La plaza Juan Bautista Rojas, conocida popularmente como la plaza de Los Enamorados, es uno de esos espacios que Maturín guarda casi en silencio, como un tesoro a la vista de todos.
Son pocos quienes la identifican por su nombre oficial, pero muchos la reconocen como el lugar ideal para el romance. Quizás su ubicación estratégica y la frondosidad de sus árboles la han convertido, con el paso de los años, en un verdadero “nidito de amor”.

Según habitantes de la zona, la plaza posee un aura especial que, a partir de las tres de la tarde, comienza a atraer a decenas de parejas que acuden a practicar lo que en el argot popular venezolano se conoce como “pelar pava”.
Al caer la tarde, cuando el sol se despide lentamente para dar paso a la noche, el ambiente se llena de miradas cómplices y discretas conversaciones entre muchos que ya consolidaron su relación y se dan una espacada y aquellos quienes apenas comienzan a escribir su historia.

Los vecinos aseguran que, hasta donde tienen conocimiento, el espacio se ha caracterizado por el respeto y el romanticismo, siendo escenario tanto para parejas heterosexuales como del mismo sexo, en un ambiente de tranquilidad y convivencia.
Ubicada a pocos metros de la Catedral Nuestra Señora del Carmen, específicamente entre las calles Boyacá y Santo Domingo, la plaza se erige como un pequeño cuadrado verde en medio del dinamismo urbano.

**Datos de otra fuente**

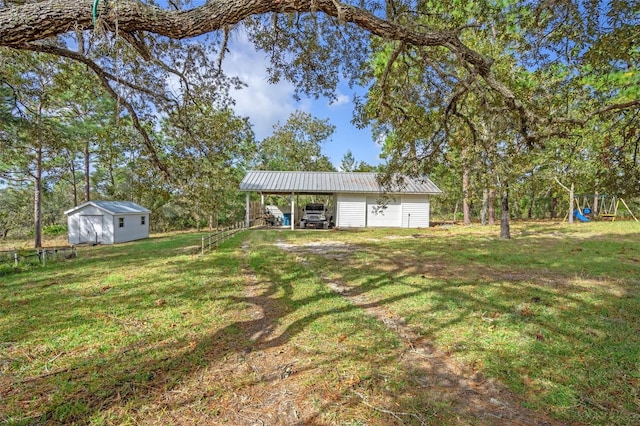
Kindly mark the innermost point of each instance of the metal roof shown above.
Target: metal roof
(330, 182)
(113, 207)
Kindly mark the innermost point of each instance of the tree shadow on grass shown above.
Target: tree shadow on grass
(237, 355)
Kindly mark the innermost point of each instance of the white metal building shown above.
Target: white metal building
(107, 222)
(356, 196)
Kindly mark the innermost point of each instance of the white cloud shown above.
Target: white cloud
(264, 103)
(341, 99)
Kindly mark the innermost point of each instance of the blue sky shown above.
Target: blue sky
(267, 104)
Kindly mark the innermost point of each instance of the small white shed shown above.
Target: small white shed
(107, 222)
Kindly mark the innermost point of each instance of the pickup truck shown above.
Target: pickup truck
(314, 215)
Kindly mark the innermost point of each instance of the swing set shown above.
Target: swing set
(605, 206)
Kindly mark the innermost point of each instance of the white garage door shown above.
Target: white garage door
(389, 215)
(351, 211)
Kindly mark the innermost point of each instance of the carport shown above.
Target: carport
(356, 196)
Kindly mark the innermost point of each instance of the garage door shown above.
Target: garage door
(389, 215)
(351, 211)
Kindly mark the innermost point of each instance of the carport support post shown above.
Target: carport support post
(247, 212)
(293, 211)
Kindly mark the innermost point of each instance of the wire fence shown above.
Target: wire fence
(37, 256)
(214, 240)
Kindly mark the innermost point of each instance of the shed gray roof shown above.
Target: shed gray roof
(112, 207)
(329, 182)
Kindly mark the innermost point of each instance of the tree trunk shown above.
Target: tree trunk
(466, 210)
(554, 207)
(505, 232)
(74, 179)
(492, 206)
(485, 206)
(37, 199)
(571, 198)
(87, 180)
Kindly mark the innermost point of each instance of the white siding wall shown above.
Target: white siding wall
(73, 229)
(133, 228)
(84, 224)
(389, 216)
(415, 211)
(351, 211)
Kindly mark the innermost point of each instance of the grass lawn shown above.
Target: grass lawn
(148, 332)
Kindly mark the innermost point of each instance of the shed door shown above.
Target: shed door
(389, 215)
(91, 229)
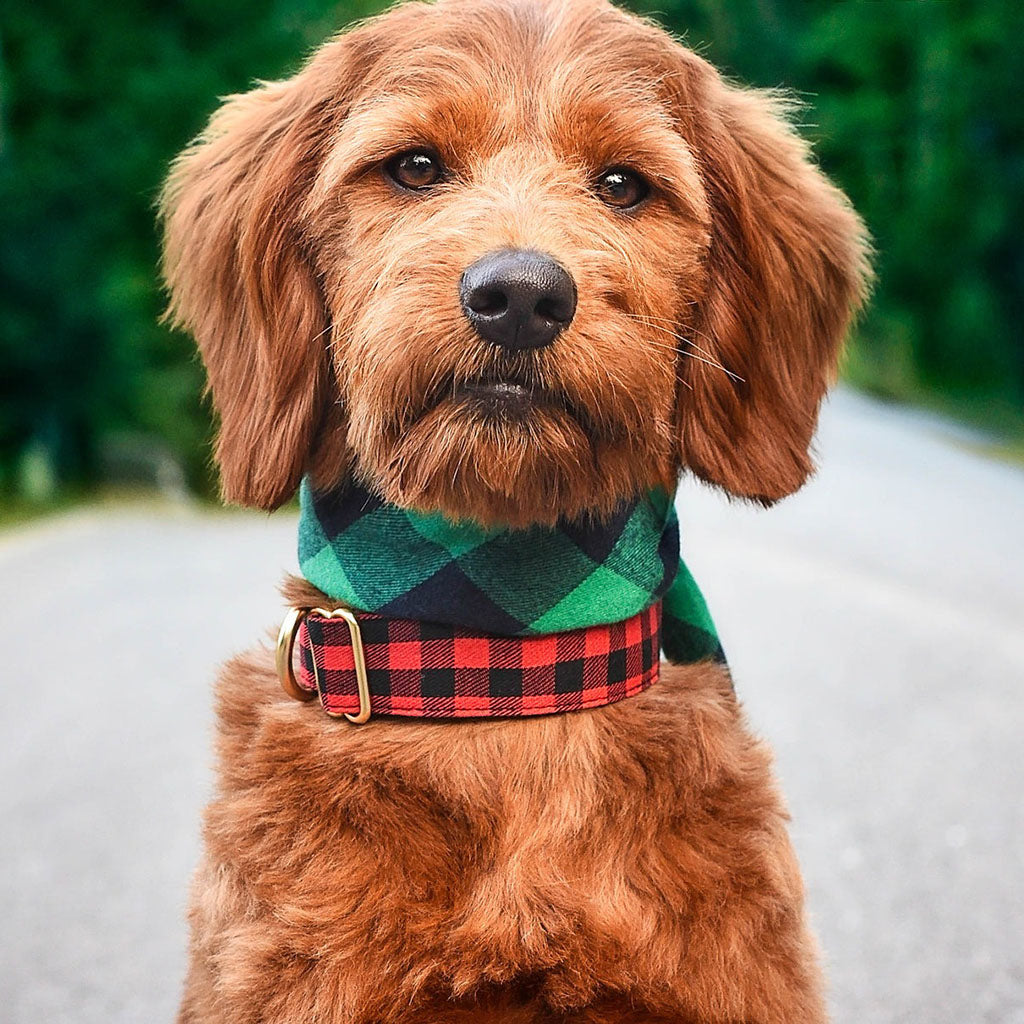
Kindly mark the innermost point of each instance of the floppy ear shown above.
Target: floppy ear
(241, 280)
(786, 269)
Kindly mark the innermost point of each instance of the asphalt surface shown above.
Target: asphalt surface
(875, 624)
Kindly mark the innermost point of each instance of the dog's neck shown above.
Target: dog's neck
(377, 557)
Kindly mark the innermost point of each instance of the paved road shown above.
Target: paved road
(875, 624)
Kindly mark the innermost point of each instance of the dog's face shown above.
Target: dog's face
(510, 261)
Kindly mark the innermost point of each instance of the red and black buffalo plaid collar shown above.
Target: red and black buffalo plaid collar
(361, 664)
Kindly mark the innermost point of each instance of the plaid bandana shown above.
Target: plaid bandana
(397, 563)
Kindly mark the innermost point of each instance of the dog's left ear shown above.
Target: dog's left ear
(786, 270)
(239, 271)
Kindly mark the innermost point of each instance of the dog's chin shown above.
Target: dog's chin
(500, 454)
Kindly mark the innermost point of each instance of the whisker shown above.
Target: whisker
(706, 358)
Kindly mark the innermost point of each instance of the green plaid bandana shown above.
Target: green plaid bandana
(377, 557)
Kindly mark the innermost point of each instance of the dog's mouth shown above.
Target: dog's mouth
(507, 398)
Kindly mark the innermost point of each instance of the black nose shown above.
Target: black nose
(517, 298)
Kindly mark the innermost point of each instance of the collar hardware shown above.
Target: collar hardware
(367, 664)
(293, 621)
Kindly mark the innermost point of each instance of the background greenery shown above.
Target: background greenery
(914, 108)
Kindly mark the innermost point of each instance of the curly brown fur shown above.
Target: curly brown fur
(629, 863)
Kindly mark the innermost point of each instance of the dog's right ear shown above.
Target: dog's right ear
(237, 266)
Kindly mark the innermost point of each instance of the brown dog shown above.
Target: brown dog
(627, 863)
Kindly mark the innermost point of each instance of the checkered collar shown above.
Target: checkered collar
(448, 619)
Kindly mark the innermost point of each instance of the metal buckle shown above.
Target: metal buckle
(286, 641)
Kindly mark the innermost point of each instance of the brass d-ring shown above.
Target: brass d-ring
(359, 659)
(283, 656)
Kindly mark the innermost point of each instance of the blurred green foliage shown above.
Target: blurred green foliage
(913, 105)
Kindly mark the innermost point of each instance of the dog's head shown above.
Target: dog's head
(510, 260)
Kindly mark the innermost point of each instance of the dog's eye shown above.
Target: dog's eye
(622, 187)
(416, 169)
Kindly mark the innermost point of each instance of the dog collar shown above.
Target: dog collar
(364, 664)
(373, 556)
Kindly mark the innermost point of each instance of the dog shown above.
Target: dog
(696, 276)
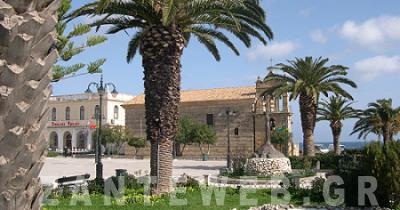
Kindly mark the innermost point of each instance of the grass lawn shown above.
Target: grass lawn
(194, 202)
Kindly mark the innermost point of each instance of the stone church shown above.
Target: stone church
(247, 108)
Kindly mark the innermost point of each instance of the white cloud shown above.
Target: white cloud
(274, 50)
(318, 36)
(307, 12)
(374, 33)
(371, 68)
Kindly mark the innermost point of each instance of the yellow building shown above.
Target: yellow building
(73, 119)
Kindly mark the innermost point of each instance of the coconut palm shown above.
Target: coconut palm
(67, 47)
(335, 110)
(160, 31)
(380, 118)
(27, 31)
(306, 79)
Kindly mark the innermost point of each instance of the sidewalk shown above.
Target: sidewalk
(58, 167)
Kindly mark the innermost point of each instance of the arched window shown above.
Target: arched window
(82, 113)
(97, 112)
(67, 113)
(116, 112)
(54, 114)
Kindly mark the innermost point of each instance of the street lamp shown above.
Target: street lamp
(229, 154)
(101, 90)
(267, 111)
(254, 111)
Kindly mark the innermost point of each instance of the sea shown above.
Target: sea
(347, 144)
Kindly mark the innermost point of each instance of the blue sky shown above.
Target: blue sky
(361, 34)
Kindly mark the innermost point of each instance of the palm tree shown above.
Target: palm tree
(161, 30)
(27, 31)
(380, 118)
(335, 110)
(306, 79)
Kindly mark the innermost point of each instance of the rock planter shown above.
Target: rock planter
(268, 166)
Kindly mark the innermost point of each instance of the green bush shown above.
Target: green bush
(327, 161)
(52, 154)
(95, 187)
(379, 161)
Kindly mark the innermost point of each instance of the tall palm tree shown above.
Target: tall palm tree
(380, 118)
(335, 110)
(68, 48)
(306, 79)
(161, 30)
(27, 31)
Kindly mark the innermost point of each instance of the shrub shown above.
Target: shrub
(188, 182)
(52, 154)
(379, 161)
(327, 161)
(96, 187)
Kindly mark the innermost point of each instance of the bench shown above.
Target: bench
(73, 181)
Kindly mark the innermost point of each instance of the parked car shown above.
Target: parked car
(332, 148)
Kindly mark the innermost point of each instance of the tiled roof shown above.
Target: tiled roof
(216, 94)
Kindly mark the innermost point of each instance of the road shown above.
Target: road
(58, 167)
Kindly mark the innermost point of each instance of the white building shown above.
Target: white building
(73, 119)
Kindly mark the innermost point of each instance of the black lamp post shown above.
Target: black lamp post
(101, 90)
(229, 154)
(267, 111)
(254, 110)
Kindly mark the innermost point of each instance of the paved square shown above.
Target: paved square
(58, 167)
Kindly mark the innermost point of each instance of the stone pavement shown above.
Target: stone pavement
(58, 167)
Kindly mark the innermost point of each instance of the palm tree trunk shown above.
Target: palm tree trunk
(386, 130)
(26, 56)
(336, 128)
(308, 110)
(161, 50)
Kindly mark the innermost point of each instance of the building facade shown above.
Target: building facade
(73, 119)
(247, 130)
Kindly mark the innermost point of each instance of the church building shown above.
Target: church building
(245, 126)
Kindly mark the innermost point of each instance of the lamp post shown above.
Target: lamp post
(266, 105)
(229, 153)
(101, 89)
(254, 110)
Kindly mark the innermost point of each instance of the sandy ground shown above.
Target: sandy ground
(58, 167)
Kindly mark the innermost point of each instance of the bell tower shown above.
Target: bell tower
(269, 107)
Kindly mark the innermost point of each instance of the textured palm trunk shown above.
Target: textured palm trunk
(336, 128)
(26, 56)
(308, 111)
(386, 132)
(161, 50)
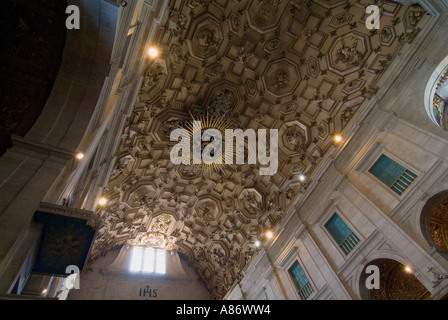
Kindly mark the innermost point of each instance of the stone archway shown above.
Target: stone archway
(395, 283)
(434, 222)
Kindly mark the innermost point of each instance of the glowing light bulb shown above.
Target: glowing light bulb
(302, 177)
(337, 138)
(153, 52)
(102, 201)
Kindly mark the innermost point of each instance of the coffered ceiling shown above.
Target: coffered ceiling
(302, 67)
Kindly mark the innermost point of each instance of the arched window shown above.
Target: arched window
(436, 95)
(148, 260)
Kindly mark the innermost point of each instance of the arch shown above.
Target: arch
(436, 95)
(395, 283)
(434, 222)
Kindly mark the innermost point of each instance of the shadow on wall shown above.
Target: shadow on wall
(33, 39)
(108, 278)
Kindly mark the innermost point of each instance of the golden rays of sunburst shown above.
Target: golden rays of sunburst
(197, 125)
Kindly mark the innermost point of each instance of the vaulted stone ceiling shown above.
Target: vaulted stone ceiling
(302, 67)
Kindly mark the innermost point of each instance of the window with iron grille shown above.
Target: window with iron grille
(393, 175)
(346, 239)
(301, 280)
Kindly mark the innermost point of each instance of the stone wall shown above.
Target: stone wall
(108, 279)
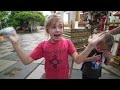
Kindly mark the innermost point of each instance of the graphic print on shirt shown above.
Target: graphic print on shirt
(55, 62)
(96, 64)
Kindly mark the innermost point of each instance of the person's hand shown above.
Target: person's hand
(95, 38)
(95, 57)
(13, 38)
(107, 54)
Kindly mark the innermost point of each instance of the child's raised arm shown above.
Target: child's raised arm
(92, 41)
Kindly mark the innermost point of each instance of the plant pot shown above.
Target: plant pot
(1, 38)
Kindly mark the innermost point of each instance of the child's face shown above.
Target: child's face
(56, 30)
(102, 48)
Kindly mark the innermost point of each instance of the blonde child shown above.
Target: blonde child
(92, 69)
(55, 50)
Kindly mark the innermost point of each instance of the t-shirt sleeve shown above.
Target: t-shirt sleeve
(38, 52)
(71, 47)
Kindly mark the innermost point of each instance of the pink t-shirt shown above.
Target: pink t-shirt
(56, 57)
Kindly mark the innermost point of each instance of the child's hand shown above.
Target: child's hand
(95, 38)
(13, 38)
(95, 57)
(107, 54)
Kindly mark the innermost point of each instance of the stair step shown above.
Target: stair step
(112, 69)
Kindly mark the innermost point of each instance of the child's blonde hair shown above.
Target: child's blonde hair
(52, 19)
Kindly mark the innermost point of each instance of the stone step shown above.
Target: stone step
(112, 69)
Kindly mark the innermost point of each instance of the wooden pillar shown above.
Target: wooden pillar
(72, 19)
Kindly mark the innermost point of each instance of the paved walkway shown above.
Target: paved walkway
(12, 68)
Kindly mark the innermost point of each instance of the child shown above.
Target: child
(55, 50)
(92, 69)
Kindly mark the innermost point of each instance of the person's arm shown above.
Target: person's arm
(108, 61)
(108, 57)
(115, 30)
(92, 41)
(21, 54)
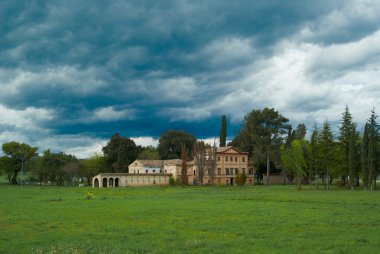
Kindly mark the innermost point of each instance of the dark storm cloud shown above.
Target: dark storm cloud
(142, 67)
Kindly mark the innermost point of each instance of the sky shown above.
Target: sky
(72, 73)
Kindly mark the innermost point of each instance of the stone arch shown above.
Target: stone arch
(96, 183)
(105, 181)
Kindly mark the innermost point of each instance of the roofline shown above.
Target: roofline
(131, 174)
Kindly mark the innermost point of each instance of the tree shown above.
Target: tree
(241, 179)
(223, 132)
(266, 129)
(200, 160)
(348, 138)
(327, 151)
(300, 132)
(373, 149)
(314, 156)
(293, 158)
(7, 166)
(365, 173)
(18, 154)
(92, 166)
(211, 162)
(52, 166)
(171, 142)
(184, 166)
(120, 152)
(149, 153)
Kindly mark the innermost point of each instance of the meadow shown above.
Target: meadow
(259, 219)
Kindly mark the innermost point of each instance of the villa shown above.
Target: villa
(229, 163)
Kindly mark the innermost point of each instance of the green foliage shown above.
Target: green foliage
(264, 131)
(223, 132)
(348, 143)
(90, 195)
(294, 160)
(241, 179)
(373, 151)
(92, 166)
(200, 160)
(55, 167)
(184, 179)
(119, 153)
(18, 155)
(170, 144)
(172, 181)
(149, 153)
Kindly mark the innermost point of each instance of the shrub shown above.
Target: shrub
(241, 179)
(90, 195)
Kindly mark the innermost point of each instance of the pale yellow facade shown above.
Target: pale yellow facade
(229, 163)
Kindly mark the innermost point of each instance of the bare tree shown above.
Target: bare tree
(200, 160)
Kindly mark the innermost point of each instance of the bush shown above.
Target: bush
(241, 179)
(171, 181)
(90, 195)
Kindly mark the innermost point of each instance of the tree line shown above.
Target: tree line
(274, 146)
(349, 156)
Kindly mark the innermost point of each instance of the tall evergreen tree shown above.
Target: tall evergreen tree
(184, 166)
(365, 173)
(348, 138)
(314, 161)
(120, 152)
(223, 132)
(373, 143)
(327, 150)
(266, 129)
(300, 132)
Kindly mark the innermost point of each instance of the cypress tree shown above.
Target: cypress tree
(373, 138)
(314, 153)
(347, 140)
(327, 143)
(223, 132)
(365, 175)
(184, 166)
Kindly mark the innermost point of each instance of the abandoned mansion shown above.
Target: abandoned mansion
(228, 163)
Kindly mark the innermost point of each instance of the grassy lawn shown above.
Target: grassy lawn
(275, 219)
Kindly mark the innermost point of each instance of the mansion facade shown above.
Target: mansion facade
(228, 163)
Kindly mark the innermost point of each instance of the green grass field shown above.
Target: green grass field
(274, 219)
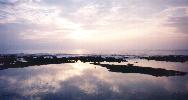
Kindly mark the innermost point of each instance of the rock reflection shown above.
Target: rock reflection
(129, 68)
(84, 81)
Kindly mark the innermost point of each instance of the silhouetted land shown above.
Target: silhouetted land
(16, 61)
(130, 68)
(169, 58)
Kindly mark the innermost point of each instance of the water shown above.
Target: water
(84, 81)
(124, 52)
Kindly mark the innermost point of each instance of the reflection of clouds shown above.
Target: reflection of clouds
(86, 81)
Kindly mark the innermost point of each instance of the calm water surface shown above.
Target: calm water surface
(84, 81)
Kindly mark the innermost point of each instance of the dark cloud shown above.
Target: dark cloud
(180, 23)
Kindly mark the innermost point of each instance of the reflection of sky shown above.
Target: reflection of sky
(86, 81)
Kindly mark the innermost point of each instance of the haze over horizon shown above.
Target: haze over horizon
(93, 25)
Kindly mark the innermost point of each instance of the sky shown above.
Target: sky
(93, 25)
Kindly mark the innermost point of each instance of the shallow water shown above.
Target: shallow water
(84, 81)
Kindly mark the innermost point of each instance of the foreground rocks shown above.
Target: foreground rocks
(14, 61)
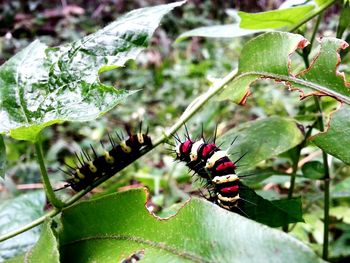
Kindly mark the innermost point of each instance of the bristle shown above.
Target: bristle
(87, 169)
(215, 133)
(240, 158)
(70, 167)
(187, 133)
(87, 156)
(111, 140)
(61, 188)
(177, 139)
(233, 141)
(120, 137)
(245, 200)
(93, 150)
(103, 147)
(64, 171)
(140, 127)
(79, 160)
(202, 132)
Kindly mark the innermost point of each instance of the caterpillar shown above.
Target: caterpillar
(90, 168)
(212, 164)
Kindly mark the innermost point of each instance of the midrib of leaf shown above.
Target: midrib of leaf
(311, 85)
(139, 240)
(20, 89)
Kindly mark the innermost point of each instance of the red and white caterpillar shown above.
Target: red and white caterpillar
(213, 165)
(91, 168)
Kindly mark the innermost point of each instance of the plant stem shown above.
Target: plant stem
(312, 15)
(217, 87)
(45, 178)
(326, 180)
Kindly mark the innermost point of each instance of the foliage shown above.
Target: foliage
(296, 155)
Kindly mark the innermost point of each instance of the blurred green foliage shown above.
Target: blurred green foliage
(171, 76)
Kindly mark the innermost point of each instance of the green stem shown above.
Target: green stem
(45, 178)
(217, 87)
(326, 180)
(295, 168)
(312, 15)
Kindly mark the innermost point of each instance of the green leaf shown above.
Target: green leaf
(341, 189)
(335, 140)
(15, 213)
(267, 57)
(41, 86)
(2, 157)
(275, 18)
(261, 140)
(45, 250)
(313, 170)
(200, 232)
(219, 31)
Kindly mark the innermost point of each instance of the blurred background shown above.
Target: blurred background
(170, 76)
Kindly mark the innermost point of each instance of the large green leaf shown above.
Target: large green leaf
(41, 86)
(219, 31)
(2, 157)
(45, 250)
(274, 213)
(267, 57)
(335, 140)
(261, 140)
(15, 213)
(276, 18)
(116, 226)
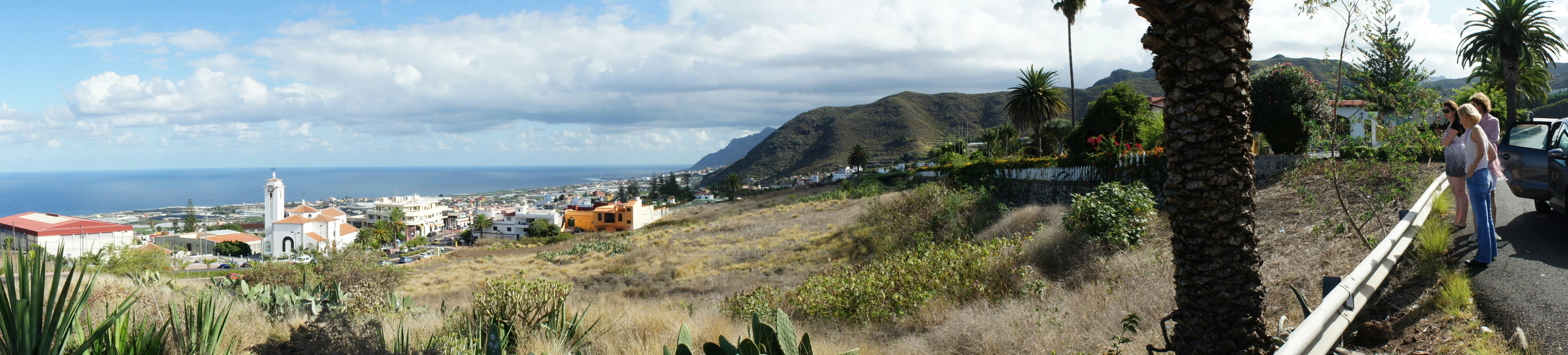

Sus árboles aportan frescura, mientras los comercios cercanos dinamizan la economía local y ofrecen a los enamorados la posibilidad de adquirir alguna golosina o detalle sencillo para sorprender a esa persona especial.
Más que un espacio público, la plaza de Los Enamorados es un símbolo del romanticismo cotidiano que forma parte de la identidad de la capital monaguense.